Four weeks ago, Phillip and I started pottery class at the local community center.  When I was a child, I took ceramics camps for several summers and for quite some time I had played with the idea of looking for classes in Seattle – when I mentioned it to Phillip, he seemed keen to join on, too!  We were particularly interested in learning how to throw clay, that is, to sculpt on a potter’s wheel (more on lovely pottery jargon later).
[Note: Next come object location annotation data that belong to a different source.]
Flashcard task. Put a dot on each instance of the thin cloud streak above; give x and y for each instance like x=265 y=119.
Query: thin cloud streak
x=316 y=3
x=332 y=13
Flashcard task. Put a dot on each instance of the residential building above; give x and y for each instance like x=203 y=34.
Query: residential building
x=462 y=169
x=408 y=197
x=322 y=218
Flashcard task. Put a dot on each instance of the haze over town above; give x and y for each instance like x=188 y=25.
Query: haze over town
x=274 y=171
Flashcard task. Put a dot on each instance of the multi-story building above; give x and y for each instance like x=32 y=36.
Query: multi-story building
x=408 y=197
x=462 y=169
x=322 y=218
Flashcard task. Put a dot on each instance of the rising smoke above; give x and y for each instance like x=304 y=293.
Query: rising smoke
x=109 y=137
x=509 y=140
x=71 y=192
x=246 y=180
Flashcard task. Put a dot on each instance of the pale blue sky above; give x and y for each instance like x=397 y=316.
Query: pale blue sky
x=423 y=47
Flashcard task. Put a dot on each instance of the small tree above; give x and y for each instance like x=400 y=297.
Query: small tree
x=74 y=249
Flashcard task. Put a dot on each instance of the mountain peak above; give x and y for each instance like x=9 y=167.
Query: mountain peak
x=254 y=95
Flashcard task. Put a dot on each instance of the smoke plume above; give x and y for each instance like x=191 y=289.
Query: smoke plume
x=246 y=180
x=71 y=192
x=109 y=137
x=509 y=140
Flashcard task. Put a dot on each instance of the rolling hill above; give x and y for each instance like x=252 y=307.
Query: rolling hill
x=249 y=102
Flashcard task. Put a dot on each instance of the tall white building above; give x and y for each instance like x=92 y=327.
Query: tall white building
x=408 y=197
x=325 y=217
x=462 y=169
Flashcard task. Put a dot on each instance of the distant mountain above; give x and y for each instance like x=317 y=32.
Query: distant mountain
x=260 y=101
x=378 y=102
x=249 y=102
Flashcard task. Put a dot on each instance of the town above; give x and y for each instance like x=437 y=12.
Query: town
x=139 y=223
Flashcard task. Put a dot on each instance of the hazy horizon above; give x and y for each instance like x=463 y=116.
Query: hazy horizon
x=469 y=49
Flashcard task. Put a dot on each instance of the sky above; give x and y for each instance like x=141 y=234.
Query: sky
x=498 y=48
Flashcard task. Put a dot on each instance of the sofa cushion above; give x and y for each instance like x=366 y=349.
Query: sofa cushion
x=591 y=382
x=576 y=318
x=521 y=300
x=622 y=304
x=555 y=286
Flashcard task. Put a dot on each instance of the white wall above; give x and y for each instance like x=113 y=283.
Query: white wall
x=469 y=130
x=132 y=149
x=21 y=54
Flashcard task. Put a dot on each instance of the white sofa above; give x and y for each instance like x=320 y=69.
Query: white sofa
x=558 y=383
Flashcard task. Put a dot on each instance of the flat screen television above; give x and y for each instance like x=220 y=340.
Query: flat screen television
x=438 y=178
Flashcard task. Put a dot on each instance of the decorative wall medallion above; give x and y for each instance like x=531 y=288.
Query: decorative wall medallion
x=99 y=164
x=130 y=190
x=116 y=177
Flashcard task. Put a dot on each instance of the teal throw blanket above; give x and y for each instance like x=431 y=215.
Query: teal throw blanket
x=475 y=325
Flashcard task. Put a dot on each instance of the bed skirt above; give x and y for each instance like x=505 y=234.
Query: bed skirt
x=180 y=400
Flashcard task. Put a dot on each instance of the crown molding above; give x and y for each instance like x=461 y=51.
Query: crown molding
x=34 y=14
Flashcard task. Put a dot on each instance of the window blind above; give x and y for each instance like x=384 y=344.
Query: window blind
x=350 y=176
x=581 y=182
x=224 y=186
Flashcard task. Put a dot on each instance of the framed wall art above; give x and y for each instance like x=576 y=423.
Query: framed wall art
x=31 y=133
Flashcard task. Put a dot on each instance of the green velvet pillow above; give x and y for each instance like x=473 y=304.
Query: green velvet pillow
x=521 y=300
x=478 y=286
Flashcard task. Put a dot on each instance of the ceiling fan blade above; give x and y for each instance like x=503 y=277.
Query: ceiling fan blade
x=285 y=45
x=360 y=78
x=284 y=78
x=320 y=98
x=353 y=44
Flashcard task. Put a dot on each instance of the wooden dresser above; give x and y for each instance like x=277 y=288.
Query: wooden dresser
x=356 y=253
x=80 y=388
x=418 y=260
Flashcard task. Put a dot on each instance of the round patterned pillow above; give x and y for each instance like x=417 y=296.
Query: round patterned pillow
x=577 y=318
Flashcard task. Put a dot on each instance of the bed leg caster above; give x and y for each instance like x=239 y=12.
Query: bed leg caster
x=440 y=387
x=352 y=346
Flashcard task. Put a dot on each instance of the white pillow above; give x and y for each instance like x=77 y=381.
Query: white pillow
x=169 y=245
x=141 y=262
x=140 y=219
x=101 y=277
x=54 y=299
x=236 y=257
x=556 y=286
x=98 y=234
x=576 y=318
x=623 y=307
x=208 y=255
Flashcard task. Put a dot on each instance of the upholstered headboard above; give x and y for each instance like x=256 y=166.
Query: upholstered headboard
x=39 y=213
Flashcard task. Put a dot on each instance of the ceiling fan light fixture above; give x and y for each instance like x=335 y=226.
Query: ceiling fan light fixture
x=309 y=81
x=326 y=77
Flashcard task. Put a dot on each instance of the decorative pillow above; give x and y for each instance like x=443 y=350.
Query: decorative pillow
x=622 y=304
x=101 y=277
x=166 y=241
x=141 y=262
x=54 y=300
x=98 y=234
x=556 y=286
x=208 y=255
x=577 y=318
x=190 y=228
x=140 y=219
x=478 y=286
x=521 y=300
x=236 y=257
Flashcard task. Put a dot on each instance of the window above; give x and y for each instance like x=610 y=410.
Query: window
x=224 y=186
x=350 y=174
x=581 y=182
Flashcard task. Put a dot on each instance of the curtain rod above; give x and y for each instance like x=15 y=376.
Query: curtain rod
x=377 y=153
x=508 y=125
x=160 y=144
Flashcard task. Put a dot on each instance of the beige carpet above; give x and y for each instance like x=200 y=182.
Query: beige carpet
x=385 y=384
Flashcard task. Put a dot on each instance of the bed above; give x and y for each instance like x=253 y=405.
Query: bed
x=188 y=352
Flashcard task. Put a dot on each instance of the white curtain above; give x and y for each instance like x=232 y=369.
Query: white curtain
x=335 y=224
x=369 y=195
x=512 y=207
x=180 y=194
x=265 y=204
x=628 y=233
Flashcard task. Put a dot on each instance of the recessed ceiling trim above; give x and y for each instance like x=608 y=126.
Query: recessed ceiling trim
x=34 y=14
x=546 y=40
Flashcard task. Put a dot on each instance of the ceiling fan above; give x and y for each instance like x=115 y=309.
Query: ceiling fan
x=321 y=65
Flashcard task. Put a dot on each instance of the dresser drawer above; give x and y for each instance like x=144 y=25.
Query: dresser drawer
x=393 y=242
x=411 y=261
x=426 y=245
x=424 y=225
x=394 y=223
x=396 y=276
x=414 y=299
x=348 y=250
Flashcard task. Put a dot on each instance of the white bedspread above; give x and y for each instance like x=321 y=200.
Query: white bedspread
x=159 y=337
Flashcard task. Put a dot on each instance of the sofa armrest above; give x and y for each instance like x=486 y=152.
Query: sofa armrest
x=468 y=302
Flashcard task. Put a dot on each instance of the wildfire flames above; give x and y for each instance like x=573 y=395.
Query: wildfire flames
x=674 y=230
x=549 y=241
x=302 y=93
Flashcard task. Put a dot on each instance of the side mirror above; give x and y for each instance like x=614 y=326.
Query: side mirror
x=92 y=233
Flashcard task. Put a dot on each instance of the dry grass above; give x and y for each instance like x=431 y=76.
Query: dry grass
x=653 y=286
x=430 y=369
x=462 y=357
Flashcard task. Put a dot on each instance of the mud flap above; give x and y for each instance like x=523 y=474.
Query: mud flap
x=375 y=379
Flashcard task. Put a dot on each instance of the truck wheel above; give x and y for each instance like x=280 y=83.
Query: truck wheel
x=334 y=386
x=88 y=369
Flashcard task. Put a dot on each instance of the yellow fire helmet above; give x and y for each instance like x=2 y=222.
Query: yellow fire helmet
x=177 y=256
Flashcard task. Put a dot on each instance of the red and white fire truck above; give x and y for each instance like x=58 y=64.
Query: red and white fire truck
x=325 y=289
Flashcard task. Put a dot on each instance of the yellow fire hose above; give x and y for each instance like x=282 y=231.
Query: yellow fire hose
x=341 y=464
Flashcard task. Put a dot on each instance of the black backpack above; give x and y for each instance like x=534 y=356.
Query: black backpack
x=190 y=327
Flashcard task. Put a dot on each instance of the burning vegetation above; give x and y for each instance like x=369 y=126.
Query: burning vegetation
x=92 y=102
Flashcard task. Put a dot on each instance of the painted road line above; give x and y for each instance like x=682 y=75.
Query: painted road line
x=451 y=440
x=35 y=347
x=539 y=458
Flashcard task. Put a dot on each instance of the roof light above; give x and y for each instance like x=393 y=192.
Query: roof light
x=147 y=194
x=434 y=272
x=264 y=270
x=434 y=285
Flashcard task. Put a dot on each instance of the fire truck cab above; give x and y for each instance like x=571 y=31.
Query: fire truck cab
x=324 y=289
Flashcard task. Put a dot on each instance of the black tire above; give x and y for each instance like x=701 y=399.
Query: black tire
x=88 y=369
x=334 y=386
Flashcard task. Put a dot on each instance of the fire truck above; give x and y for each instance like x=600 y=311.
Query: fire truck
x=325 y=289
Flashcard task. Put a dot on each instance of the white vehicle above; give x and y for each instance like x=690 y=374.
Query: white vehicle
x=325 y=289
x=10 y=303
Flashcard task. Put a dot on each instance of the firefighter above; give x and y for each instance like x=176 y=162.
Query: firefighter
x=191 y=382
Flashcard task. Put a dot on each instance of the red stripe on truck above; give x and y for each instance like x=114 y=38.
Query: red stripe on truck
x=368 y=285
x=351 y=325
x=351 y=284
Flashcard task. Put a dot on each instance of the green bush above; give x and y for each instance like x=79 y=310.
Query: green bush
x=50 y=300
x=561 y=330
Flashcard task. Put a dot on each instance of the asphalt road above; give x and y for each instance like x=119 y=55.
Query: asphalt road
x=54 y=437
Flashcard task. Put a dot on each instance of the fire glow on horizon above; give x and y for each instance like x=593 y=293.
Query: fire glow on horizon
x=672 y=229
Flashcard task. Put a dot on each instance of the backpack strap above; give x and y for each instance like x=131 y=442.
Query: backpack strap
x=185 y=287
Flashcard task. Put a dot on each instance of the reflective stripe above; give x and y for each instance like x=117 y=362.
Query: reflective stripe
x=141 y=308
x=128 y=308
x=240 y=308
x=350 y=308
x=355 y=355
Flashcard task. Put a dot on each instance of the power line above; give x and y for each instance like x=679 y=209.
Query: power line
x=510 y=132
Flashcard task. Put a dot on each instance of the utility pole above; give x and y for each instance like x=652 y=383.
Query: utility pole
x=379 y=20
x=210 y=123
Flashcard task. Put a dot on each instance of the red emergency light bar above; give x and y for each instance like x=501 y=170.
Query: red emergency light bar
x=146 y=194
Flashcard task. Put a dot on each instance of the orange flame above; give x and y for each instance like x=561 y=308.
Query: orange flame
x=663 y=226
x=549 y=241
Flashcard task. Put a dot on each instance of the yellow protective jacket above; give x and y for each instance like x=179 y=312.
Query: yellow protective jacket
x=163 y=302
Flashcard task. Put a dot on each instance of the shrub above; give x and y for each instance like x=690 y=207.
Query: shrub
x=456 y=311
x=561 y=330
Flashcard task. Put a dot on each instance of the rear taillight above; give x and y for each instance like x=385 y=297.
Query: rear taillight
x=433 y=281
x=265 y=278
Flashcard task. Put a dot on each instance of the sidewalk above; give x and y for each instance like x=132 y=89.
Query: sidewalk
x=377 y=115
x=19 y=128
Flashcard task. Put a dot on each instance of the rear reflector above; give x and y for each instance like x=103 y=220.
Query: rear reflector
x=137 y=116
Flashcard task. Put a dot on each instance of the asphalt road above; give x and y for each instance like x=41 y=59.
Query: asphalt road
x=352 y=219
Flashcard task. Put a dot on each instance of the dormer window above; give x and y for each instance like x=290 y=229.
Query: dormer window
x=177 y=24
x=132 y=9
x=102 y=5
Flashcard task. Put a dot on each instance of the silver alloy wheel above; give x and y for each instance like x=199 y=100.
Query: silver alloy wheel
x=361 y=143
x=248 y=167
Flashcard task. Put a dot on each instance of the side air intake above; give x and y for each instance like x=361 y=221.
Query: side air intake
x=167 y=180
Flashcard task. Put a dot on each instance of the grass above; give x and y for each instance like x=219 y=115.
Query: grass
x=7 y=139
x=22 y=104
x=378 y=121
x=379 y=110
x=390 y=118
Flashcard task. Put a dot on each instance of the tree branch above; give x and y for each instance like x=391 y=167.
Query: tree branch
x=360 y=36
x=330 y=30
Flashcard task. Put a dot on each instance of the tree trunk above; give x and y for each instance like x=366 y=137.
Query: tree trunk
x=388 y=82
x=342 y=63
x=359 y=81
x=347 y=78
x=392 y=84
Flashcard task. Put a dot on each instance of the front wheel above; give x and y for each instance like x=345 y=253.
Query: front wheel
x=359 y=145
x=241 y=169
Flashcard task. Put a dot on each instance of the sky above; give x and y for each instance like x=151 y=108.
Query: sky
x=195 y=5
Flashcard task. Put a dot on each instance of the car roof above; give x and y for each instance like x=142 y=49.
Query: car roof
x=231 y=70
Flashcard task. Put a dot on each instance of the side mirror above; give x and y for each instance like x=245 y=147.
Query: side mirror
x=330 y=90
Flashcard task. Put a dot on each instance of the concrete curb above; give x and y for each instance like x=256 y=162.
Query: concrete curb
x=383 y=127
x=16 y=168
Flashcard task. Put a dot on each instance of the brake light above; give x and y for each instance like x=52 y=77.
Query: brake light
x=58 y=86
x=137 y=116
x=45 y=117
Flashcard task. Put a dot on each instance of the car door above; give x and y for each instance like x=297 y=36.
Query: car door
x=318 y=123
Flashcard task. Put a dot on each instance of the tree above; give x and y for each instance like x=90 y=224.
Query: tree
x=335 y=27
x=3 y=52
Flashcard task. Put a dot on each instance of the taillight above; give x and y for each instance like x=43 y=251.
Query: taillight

As an eight and nine year-old, my interest lay exclusively in creating an arsenal of very small pinch pots and unintentionally grotesque animal sculptures, so branching out to wheel work was a really exciting alternative.  We showed up to our first class poised and ready to be pottery prodigies, masters of the wheel – and anyway, by our instructor’s standards we were.  He was very complementary of our first bowls; mine the taller and lumpier of the two pictured below.  But despite the learning curve, I find sitting behind the wheel to be a very enjoyable, relaxing, mentally stimulating activity.  And messy!  Now like my more seasoned classmates, I’ve got a pair of dedicated pottery pants (not the pants you’re thinking of, Rosie…coquine madame!).  I’ve truly arrived!




As challenging as turning a blob of clay into a non-blob of clay is the vocabulary – some are completely new words and some are old words with completely new meanings.  Pulling, greenware, leather-hard, ribs, and wedging are all terms that I’m finding myself using more and more, while I have yet to find the word to describe the feat of clay flying clean off one’s wheel and onto the floor, or the act of overwatering one’s clay, or the phenomenon of sitting back to look at one’s work and happily proclaiming it done, only to accidentally tear through it with your thumb as you touch up a smudge.  But then again, I am still learning.




Over-confident from the first class, during week two I sat down at the wheel with a tall, curvy idea in my head, and ended up with a cylinder.  Twice.  Too short to hold anything upright and too fat to be a delicate drinking vessel.  Oh well.  Phillip left a nice bowl and beer stein drying, though!




In week three, we started turning up at the studio more often, so we can only hope that more practice time will lead to something a bit more interesting and a bit less cylindrical.